The American Israel Public Affairs Committee (AIPAC), a powerful tax exempt lobby that provides campaign finance in return for promotion of what it deems Israel's interests, pushed for a war in the Middle East in 2003. Activists with the Occupy movement, along with many others, are convinced that it now means to push for another. In the central Washington DC square leading to the conference, they have constructed mock- checkpoints and wear pink IDF uniforms with plastic guns, obliging the sharply-dressed AIPAC delegates to walk through.

“They’re disgusting,” whisper the delegates as they shuffle into line outside the conference centre. “They’re misinformed.” And what about war? “Well, we’ll just see what the president has to say,” says Talia, a student in the AIPAC line, smiling tactfully.

Many of the hundred peace protesters opposite have been campaigning for years before the Occupy movement sprang up last autumn to fight financial injustice. Now peace activists are using the “Occupy” brand to draw links between economic inequality in America and military spending abroad. “Money for jobs and education, not for war and occupation!” they chant, led by a girl in a headscarf whose voice cracks with emotion.

“Last year we galvanised the Palestine crowd but no one else seemed very interested,” says 24-year-old student Sasha Gelzin, one of the coordinators of Occupy AIPAC. “This year you've had the Arab uprisings and Occupy, you’ve had the thousands of activists making connections between domestic policy and foreign policy.”

The activists have called a parallel conference across the road from AIPAC. Ms Gelzin admits that the use of the “Occupy” name caused some problems: “In the beginning there was a lot of contention about using the Occupy name, given that this isn't a grassroots effort, it's a top-down effort.”

On Thursday, the Occupy Wall Street General Assembly in New York passed a motion of solidarity with Occupy AIPAC, although the issue of Israel had previously been avoided at central committee discussions because it was deemed too contentious.

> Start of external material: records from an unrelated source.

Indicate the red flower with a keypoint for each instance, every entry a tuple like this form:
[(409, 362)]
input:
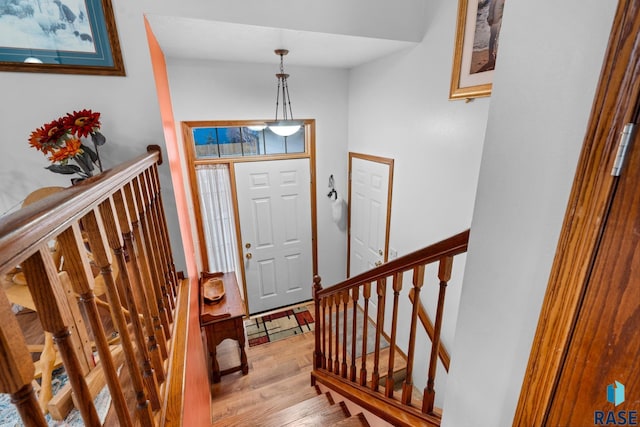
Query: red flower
[(68, 151), (82, 123)]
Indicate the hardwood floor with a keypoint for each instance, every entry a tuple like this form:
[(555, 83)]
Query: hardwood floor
[(277, 390)]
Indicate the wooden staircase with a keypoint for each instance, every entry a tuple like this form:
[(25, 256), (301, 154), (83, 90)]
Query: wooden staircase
[(277, 390), (317, 409)]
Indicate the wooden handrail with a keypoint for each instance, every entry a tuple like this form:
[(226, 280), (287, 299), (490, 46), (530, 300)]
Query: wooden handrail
[(114, 222), (334, 358), (39, 222), (428, 326), (451, 246)]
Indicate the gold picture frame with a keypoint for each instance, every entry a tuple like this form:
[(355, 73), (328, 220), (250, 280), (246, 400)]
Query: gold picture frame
[(82, 40), (473, 69)]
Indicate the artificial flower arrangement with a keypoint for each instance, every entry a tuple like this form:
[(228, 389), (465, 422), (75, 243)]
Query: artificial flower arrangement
[(63, 141)]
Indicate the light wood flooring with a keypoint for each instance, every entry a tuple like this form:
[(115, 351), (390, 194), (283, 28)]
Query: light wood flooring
[(277, 390)]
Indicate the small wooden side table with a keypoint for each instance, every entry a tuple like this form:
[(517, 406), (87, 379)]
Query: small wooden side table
[(223, 320)]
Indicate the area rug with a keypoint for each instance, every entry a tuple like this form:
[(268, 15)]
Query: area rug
[(9, 414), (280, 325)]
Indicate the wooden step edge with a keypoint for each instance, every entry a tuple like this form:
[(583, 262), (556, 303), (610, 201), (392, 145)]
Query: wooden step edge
[(389, 410), (310, 407), (358, 420), (274, 415), (326, 417), (231, 408)]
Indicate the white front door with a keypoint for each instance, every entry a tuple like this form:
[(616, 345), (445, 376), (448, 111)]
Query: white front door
[(369, 210), (274, 204)]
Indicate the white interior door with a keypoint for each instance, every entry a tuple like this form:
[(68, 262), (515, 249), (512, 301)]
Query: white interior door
[(274, 206), (369, 194)]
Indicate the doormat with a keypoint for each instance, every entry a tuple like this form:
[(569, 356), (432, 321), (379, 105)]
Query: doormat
[(280, 325)]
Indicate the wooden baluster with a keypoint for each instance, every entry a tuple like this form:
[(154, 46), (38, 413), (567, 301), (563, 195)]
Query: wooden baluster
[(397, 287), (164, 231), (147, 288), (324, 332), (317, 355), (55, 316), (114, 236), (330, 331), (382, 291), (139, 297), (336, 365), (17, 367), (407, 386), (96, 235), (77, 266), (366, 294), (160, 255), (155, 256), (354, 333), (444, 274), (345, 301)]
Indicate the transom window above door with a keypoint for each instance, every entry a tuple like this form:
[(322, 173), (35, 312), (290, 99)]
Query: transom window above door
[(242, 141)]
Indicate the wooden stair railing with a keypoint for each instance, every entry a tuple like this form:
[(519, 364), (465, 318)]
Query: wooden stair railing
[(335, 358), (112, 220), (443, 354)]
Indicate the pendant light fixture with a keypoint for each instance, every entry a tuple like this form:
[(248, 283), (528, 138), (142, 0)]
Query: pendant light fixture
[(287, 126)]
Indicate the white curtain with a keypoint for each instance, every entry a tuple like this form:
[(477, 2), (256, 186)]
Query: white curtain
[(217, 216)]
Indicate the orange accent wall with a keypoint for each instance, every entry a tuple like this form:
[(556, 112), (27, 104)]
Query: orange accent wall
[(196, 388)]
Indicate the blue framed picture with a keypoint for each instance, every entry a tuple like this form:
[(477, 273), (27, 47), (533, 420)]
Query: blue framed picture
[(59, 36)]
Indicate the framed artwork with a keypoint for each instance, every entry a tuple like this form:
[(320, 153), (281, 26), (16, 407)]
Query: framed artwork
[(476, 48), (59, 36)]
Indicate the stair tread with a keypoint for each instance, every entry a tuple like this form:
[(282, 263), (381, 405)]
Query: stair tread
[(269, 418), (262, 400), (357, 420), (326, 417)]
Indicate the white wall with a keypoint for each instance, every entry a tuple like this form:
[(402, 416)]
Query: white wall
[(130, 117), (399, 108), (550, 58), (397, 20), (239, 91)]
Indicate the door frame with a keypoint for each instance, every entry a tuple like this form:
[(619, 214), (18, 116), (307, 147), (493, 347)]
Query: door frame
[(192, 162), (383, 160), (585, 217)]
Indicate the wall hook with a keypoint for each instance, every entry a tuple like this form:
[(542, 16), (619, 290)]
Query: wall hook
[(333, 191)]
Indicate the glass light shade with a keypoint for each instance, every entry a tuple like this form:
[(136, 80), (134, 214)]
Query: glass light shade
[(285, 127)]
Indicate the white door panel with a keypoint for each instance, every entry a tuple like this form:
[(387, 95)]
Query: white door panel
[(275, 222), (368, 218)]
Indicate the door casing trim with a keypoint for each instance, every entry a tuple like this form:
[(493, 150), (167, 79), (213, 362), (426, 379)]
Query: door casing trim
[(310, 153), (377, 159)]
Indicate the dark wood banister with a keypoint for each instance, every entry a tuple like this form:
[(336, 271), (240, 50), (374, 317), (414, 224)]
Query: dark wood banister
[(451, 246), (119, 210), (428, 326), (40, 221), (365, 390)]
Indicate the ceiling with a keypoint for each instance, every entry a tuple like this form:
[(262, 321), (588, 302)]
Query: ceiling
[(189, 38)]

The issue, for many protesters, is as much about money as it ever was about race or religion - specifically, about stripping the lobbying money out of Washington politics and preventing another war of choice from draining more money from domestic spending.

“Follow the money, then you'll always find the answer,” says one occupier who declined to give her name - which sounds reasonable before she launches into a theory about Zionist property developers bankrolling the 2001 attacks on the World Trade centre. Discussions of Jews, money, secret deals and nuclear weapons have a tendency to sound conspiratorial, and there are certainly times when the rhetoric at events like these begins to twist the lid off the jar of nuts.

But the greatest conspiracies happen in plain sight. AIPAC has long been understood to have had a great deal of unelected influence over US foreign policy and “de facto immunity” from investigation, as author Grant F Smith put it in a speech to the conference. The shadow of past, present and future wars in the Middle East has hung over the Occupy movement from the start, and activists are quite clear what they are here for: to prevent another war.

What it will take to achieve that is unclear.  The essential generational difference seems to be between those who believe that the outrage of right-thinking liberals in a room together is itself enough to effect change, and those who came to political awareness knowing different. For the handful of young representatives of Occupy skulking around the edges of the conference hall, including myself, the spectacle of peaceful marching and pamphleteering failing entirely to stop a war in the Middle East was our first real political memory. We remain sceptical about the possibility of things being different this time.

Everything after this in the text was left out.